Grupa nastolatków pojechała na ognisko bez rodziców. Rozpalali ogień, piekli kiełbaski, sprzątali po sobie. Niby normalne, gdyby nie fakt, że wszyscy są niepełnosprawni. Uczniowie klubu „Młodzi aktywnie” z Zespołu Placówek Edukacyjnych spędzili popołudnie w arboretum w Kudypach.
Kasia, Wiola, Lena, Krzyś, Michał i Dawid z terapeutami ze szkoły wyjechali po godz. 15. Po blisko godzinnej jeździe autobusem dotarli do arboretum w Kudypach, gdzie w dozwolonym miejscu rozpalili ognisko.
- Piekliśmy kiełbaski, spacerowaliśmy po lesie, odpoczywaliśmy - mówi Nina Suberlak-Zając, nauczyciel.

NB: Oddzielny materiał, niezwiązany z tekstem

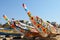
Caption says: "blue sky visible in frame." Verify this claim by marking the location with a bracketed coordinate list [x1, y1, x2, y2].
[0, 0, 60, 24]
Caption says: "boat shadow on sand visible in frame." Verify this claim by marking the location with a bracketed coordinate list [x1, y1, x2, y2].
[20, 37, 57, 40]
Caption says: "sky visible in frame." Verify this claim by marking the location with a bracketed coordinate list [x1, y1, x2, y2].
[0, 0, 60, 24]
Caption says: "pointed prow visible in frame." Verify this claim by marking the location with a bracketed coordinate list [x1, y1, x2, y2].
[3, 15, 9, 21]
[22, 3, 32, 17]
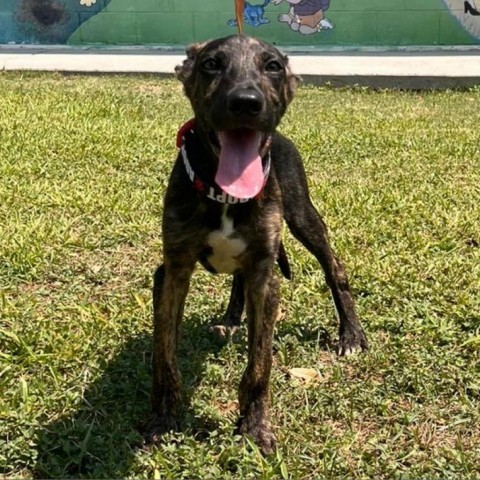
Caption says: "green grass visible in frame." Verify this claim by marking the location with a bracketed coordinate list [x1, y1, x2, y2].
[1, 72, 479, 479]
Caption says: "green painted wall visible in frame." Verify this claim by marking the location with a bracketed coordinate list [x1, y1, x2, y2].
[69, 0, 478, 46]
[1, 0, 479, 47]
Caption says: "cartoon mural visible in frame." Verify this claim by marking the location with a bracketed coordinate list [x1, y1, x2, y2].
[444, 0, 480, 39]
[0, 0, 109, 44]
[226, 0, 480, 41]
[228, 0, 333, 34]
[0, 0, 479, 46]
[274, 0, 334, 35]
[228, 0, 271, 28]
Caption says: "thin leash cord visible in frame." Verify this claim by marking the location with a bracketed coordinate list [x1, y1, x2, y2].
[235, 0, 245, 34]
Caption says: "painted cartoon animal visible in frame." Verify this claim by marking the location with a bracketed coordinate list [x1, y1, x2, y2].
[273, 0, 334, 34]
[0, 0, 110, 44]
[443, 0, 480, 39]
[228, 0, 271, 28]
[464, 0, 480, 14]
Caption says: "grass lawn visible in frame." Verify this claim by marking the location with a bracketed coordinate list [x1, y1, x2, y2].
[1, 72, 479, 479]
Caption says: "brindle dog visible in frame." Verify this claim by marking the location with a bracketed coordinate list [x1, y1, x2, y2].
[144, 35, 368, 454]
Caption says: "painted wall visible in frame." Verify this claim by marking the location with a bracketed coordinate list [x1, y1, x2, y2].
[0, 0, 479, 47]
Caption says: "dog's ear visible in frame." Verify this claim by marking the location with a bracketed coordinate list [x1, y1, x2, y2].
[175, 42, 207, 84]
[283, 56, 301, 105]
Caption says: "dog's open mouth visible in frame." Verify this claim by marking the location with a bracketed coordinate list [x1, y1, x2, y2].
[215, 128, 271, 199]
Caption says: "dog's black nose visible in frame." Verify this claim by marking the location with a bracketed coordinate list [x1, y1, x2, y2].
[227, 88, 264, 117]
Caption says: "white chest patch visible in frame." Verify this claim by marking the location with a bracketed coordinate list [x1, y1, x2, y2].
[207, 206, 247, 274]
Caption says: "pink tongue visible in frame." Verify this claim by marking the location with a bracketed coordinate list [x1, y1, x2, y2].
[215, 129, 263, 199]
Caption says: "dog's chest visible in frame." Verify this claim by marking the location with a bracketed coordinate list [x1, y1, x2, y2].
[206, 206, 247, 274]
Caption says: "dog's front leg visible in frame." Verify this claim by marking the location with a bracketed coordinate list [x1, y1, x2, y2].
[237, 267, 279, 455]
[285, 207, 368, 356]
[144, 261, 193, 443]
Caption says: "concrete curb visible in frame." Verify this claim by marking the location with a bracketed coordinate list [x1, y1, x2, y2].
[1, 46, 480, 89]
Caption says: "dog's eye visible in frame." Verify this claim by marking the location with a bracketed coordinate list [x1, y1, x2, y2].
[201, 58, 221, 73]
[265, 60, 284, 73]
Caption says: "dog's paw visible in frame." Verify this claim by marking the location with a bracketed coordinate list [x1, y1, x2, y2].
[237, 416, 277, 455]
[338, 328, 369, 357]
[209, 324, 239, 339]
[141, 413, 178, 446]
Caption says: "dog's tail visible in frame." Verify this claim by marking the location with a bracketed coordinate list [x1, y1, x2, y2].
[262, 0, 271, 7]
[277, 241, 291, 280]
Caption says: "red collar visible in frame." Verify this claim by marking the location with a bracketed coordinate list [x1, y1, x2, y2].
[176, 118, 197, 149]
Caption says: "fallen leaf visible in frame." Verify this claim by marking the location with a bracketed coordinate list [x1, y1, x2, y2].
[216, 400, 239, 416]
[288, 368, 321, 385]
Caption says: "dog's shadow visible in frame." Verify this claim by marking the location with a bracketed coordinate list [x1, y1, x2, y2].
[34, 316, 226, 479]
[33, 308, 333, 478]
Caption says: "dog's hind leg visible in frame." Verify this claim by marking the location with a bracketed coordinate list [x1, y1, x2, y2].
[237, 269, 279, 455]
[143, 261, 194, 443]
[222, 274, 245, 329]
[210, 273, 244, 338]
[213, 242, 290, 338]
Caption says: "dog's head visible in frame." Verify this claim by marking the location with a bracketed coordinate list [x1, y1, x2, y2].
[175, 35, 299, 199]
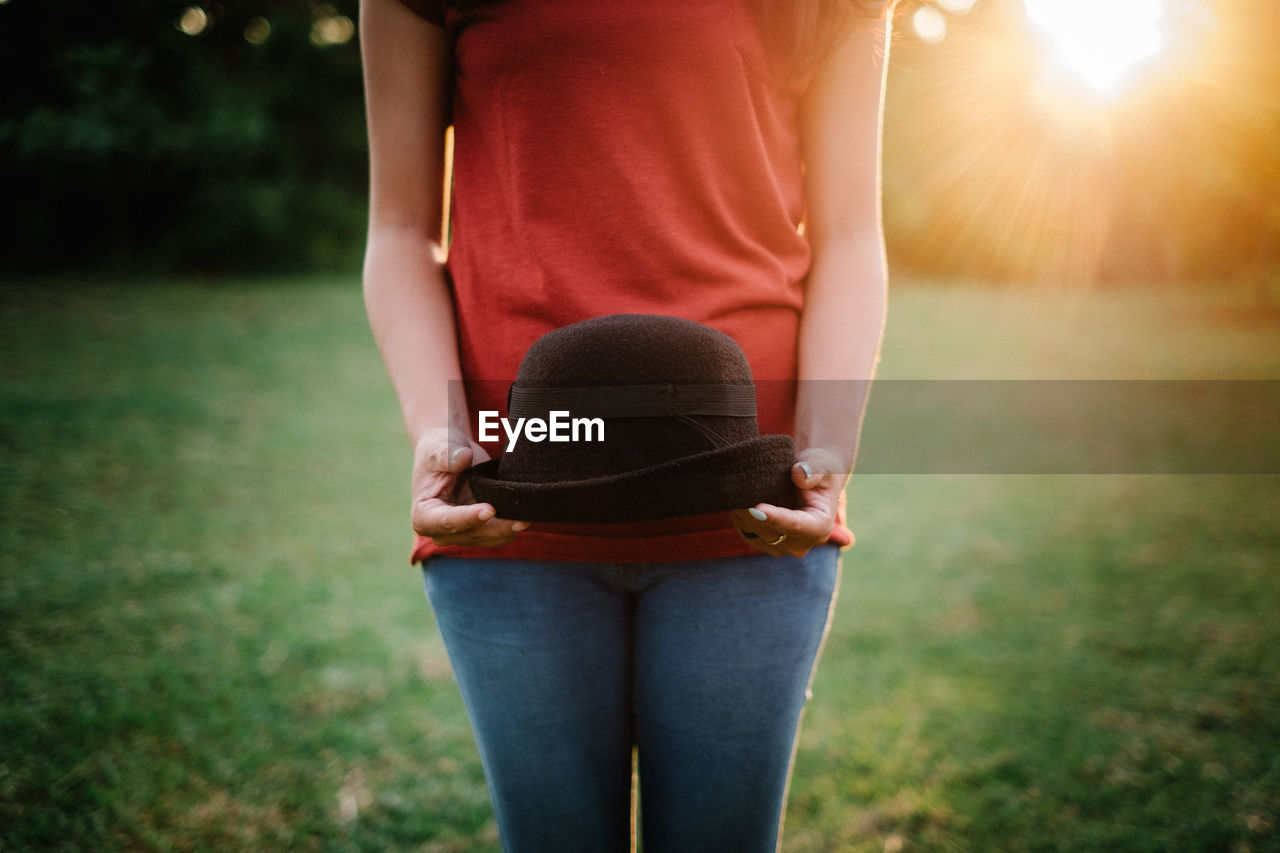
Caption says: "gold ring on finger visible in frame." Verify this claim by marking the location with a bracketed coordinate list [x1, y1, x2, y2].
[766, 533, 787, 546]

- To była dla nich przede wszystkim nauka samodzielności, możliwość sprawdzenia siebie w całkiem nowych sytuacjach bez rodziców. Wszyscy uczniowie poradzili sobie doskonale, byli bardzo zadowoleni, nie chcieli wracać do domów - mówi Magdalena Rutkowska - Curzydło, nauczyciel ZPE.
Do klubu „Młodzi aktywnie” należy dziesięcioro uczniów klas IV - VI szkoły podstawowej ZPE z różnymi niepełnosprawnościami. Z autyzmem, zespołem Aspergera, porażeniem mózgowym. Uczestnicy raz w miesiącu spotykają się i wychodzą w różne ciekawe miejsca, pod dyskretną opieką terapeutów.

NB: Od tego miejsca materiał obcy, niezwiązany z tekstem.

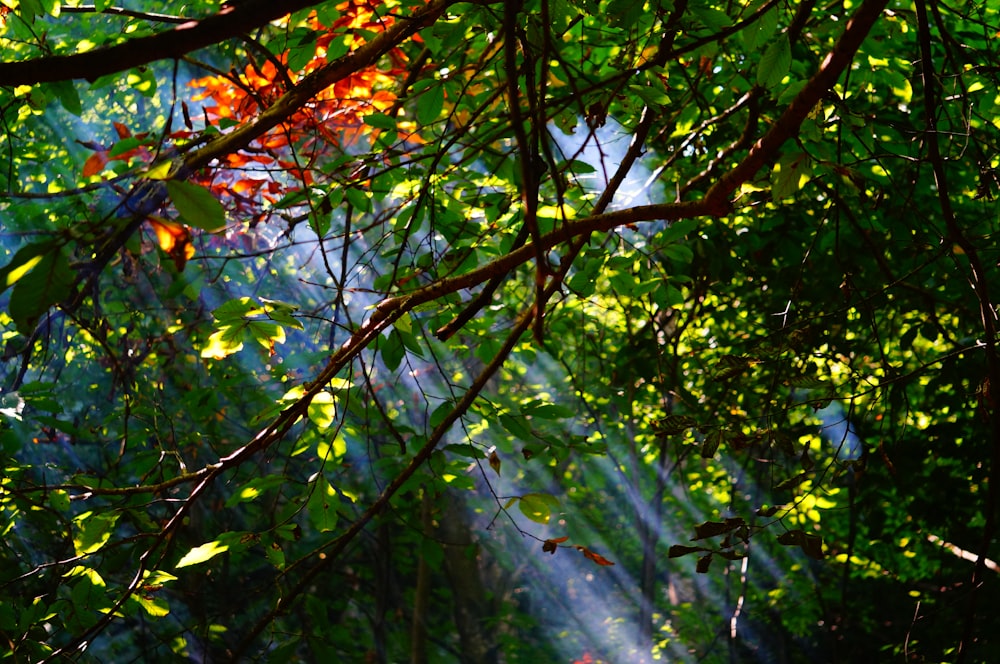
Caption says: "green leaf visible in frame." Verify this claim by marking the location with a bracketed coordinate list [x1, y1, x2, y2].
[690, 4, 730, 31]
[757, 35, 791, 89]
[73, 512, 120, 556]
[743, 4, 778, 50]
[658, 218, 700, 244]
[176, 540, 230, 568]
[47, 80, 81, 116]
[429, 401, 453, 429]
[518, 492, 560, 524]
[700, 429, 724, 459]
[134, 595, 170, 618]
[364, 113, 397, 131]
[200, 324, 247, 359]
[499, 412, 533, 440]
[166, 180, 226, 231]
[8, 247, 75, 333]
[70, 568, 108, 619]
[213, 296, 261, 321]
[224, 475, 288, 508]
[381, 329, 405, 371]
[775, 471, 810, 491]
[771, 152, 812, 199]
[264, 541, 286, 570]
[655, 415, 697, 435]
[417, 81, 444, 126]
[307, 391, 337, 429]
[287, 30, 318, 72]
[344, 186, 370, 212]
[444, 443, 487, 459]
[248, 320, 286, 349]
[786, 374, 826, 389]
[0, 242, 54, 293]
[19, 0, 43, 18]
[49, 489, 70, 512]
[711, 355, 758, 380]
[629, 83, 670, 107]
[523, 403, 574, 419]
[308, 473, 339, 532]
[109, 136, 142, 158]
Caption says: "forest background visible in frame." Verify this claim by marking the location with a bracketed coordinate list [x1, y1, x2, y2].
[1, 0, 999, 662]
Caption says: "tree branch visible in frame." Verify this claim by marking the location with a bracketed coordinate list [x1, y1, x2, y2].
[59, 5, 193, 25]
[702, 0, 889, 213]
[0, 0, 329, 86]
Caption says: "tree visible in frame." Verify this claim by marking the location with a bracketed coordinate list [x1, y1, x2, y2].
[1, 0, 999, 661]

- Na wycieczkach muszą sobie radzić jak najbardziej samodzielnie. Nawiązywać kontakty z kelnerką, płacić za posiłek, orientować w terenie, sprzątać - mówi Ilona Gdyk, nauczyciel - koordynator klubu „Młodzi aktywnie”.

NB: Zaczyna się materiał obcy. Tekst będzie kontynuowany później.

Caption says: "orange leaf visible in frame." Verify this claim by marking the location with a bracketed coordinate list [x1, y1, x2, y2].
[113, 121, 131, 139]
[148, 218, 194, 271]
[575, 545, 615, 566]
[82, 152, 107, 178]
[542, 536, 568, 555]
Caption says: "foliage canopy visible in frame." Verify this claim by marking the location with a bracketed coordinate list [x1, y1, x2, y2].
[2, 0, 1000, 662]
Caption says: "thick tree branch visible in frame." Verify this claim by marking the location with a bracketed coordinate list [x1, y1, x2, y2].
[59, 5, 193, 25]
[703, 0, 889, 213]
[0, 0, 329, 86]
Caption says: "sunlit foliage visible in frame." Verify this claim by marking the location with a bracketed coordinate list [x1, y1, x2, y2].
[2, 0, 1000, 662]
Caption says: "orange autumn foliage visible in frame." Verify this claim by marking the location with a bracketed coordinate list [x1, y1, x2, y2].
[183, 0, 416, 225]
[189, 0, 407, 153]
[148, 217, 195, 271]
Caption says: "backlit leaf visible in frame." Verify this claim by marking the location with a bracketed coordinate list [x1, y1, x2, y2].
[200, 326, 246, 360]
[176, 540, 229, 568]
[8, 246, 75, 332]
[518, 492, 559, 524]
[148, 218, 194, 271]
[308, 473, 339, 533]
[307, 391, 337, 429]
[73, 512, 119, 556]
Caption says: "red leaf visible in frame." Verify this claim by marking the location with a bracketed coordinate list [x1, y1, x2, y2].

- Chodzi o to, żeby kształtowali poczucie odpowiedzialności, przezwyciężali własne ograniczenia, uczyli się konstruktywnych norm i zachowań także w spędzaniu czasu wolnego.„Młodzi aktywnie” byli w tym roku szkolnym m.in. w pizzerii, kręgielni, teatrze, na spacerze po olsztyńskiej starówce. Mimo że większości nastolatków miejsca nie wydają się nadzwyczaj atrakcyjne, uczniowie ZPE byli bardzo zadowoleni ze wszystkich wycieczek. Podobny cykl zajęć prowadzony jest również w gimnazjum i szkole przysposabiającej do pracy, pod nazwą „Klub Spotkań Młodzieży z Autyzmem”, w skrócie „Klub Autysty”. W przyszłym roku szkolnym kluby będą rozwijać swoją działalność.